Toujours à Yopougon, juste après pont de Yaossehi, à une centaine de mètres du commissariat de police du 16e arrondissement, un bac déborde d'ordures. Tout autour, y compris dans le caniveau adjacent, des déchets s'amoncellent. En ce lieu, les riverains, apparemment, ne prêtent même pas attention au dispositif installé pour recevoir les déchets ménagers. « Ici, les gens ne s'approchent même pas. C'est de loin qu'ils lancent leurs sachets d'ordures. Que ça atterrisse dans le bac ou pas, ce n'est pas leur problème. Pourvu qu'ils s'en débarrassent », témoigne un vendeur de bois dans les environs.

« Quand la poubelle n'est pas là, ils jettent leurs ordures dans le caniveau. A mon avis, les sociétés qui installent les poubelles dans les rues perdent leur temps. Partout où il y a ces poubelles, c'est plutôt autour que les gens jettent les ordures. Cela rend encore plus sales ces endroits, et cela répand les mauvaises odeurs dans les quartiers », renchérit Adamo, son voisin.

Rendre obligatoire l'usage du sac poubelle

Autre lieu, même réalité. À quelques pas du rond-point du palais de justice de Yopougon, trois bacs à ordures, paradoxalement vides, trônent au milieu d'une montagne d'ordures. Notre arrivée sur place coïncide presque avec celle d'une équipe d'Eco Eburnie, l'opérateur en charge de la gestion des déchets à Yopougon.

« Êtes-vous de l'Anaged », interroge le responsable, nous voyant faire des prises de vue. Nous lui apprenons que nous sommes plutôt de la presse. « Ah ok ! Nous sommes venus traiter le site. C'est devenu une routine ici. Les gens ne jettent jamais leurs ordures dans les bacs. On n'a pas de solution, si ce n'est de venir ramasser nous-mêmes ces tonnes d'immondices par terre », évoque avec dépit le chef d'équipe Eco Eburnie, qui n'a pas voulu décliner son identité.

De l'avis de Nina M'Brah, responsable dans une entreprise de collecte et de traitement de déchets, la fâcheuse habitude des abidjanais de jeter leurs ordures à l'emporte-pièce découle de leur manque d'éducation en matière gestion des ordures et d'entretien du cadre de vie.

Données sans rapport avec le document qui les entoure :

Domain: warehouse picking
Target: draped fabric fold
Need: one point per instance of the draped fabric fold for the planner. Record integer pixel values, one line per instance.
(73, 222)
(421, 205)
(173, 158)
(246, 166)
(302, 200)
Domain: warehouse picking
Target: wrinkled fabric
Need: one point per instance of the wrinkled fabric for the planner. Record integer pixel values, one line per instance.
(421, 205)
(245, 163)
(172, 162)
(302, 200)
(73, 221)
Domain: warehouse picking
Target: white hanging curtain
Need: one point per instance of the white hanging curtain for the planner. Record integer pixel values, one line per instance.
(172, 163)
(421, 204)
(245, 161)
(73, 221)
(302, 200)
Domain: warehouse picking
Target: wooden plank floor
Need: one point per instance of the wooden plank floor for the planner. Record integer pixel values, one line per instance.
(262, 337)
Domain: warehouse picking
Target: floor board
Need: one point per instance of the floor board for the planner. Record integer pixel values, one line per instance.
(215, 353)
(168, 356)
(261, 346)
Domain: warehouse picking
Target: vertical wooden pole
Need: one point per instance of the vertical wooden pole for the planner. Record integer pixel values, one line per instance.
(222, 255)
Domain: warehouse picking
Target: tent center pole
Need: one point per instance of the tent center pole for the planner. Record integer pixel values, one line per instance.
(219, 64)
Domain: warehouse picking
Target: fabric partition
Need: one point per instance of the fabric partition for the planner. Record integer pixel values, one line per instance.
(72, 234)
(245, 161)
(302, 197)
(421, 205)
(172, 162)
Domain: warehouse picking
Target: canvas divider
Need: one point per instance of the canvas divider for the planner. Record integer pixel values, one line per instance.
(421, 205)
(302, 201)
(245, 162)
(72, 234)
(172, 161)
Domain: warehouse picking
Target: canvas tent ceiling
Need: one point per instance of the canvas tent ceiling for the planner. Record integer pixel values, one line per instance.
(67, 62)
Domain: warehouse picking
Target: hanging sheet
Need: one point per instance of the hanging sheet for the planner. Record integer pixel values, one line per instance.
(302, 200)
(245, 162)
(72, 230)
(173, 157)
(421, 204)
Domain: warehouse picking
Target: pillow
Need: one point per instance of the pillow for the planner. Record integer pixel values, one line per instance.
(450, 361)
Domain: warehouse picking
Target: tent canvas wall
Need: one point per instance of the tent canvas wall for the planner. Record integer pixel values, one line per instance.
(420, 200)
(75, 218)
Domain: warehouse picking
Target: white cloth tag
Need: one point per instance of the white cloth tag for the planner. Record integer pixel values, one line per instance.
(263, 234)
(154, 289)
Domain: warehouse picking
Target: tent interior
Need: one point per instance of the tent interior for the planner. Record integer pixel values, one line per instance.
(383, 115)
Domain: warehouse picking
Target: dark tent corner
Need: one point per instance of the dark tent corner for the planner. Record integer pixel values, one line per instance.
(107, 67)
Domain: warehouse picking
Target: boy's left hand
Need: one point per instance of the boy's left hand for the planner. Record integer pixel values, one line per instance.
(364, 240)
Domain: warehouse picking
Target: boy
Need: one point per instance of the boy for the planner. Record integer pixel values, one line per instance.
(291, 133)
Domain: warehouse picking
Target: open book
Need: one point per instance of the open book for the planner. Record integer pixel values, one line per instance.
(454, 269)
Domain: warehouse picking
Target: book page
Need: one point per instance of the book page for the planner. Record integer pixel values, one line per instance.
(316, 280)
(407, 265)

« On demande aux ménages de conditionner les ordures dans des sacs poubelle et de les déposer dans les bacs. Mais, la plupart ne font rien de tout ça. Certains viennent avec leurs ordures dans un sac poubelle, déversent le contenu par terre et retournent avec leur sac. On n'a pas de solution. C'est l'éducation et la sensibilisation au changement de comportement seuls qui peuvent régler le problème », préconise-t-elle.

La professionnelle du secteur des déchets incrimine surtout les pré-collecteurs qui, selon elle, déversent généralement les contenus de leur brouette ou de leur charrette près des bacs à ordures. « Ils ne prennent pas le temps de mettre les déchets à l'intérieur des bacs (...). Il y a aussi les jeunes filles de ménage ou les enfants à qui on demande de vider les poubelles. Ils n'ont pas toujours la force de soulever les sacs poubelle à hauteur des caisses. Ils font le choix de la facilité », explique-t-elle.

Pour Nina M'Brah, la situation serait moins catastrophique si les ménages ivoiriens adoptaient une véritable culture de conditionnement des déchets dans des sacs plastiques. « Le gouvernement doit faire de l'usage du sac poubelle une obligation. Le gros problème, ce sont les ordures qui trainent au sol. Si tout le monde conditionne ses ordures dans des sacs poubelles, on pourra même se passer des bacs », propose-t-elle.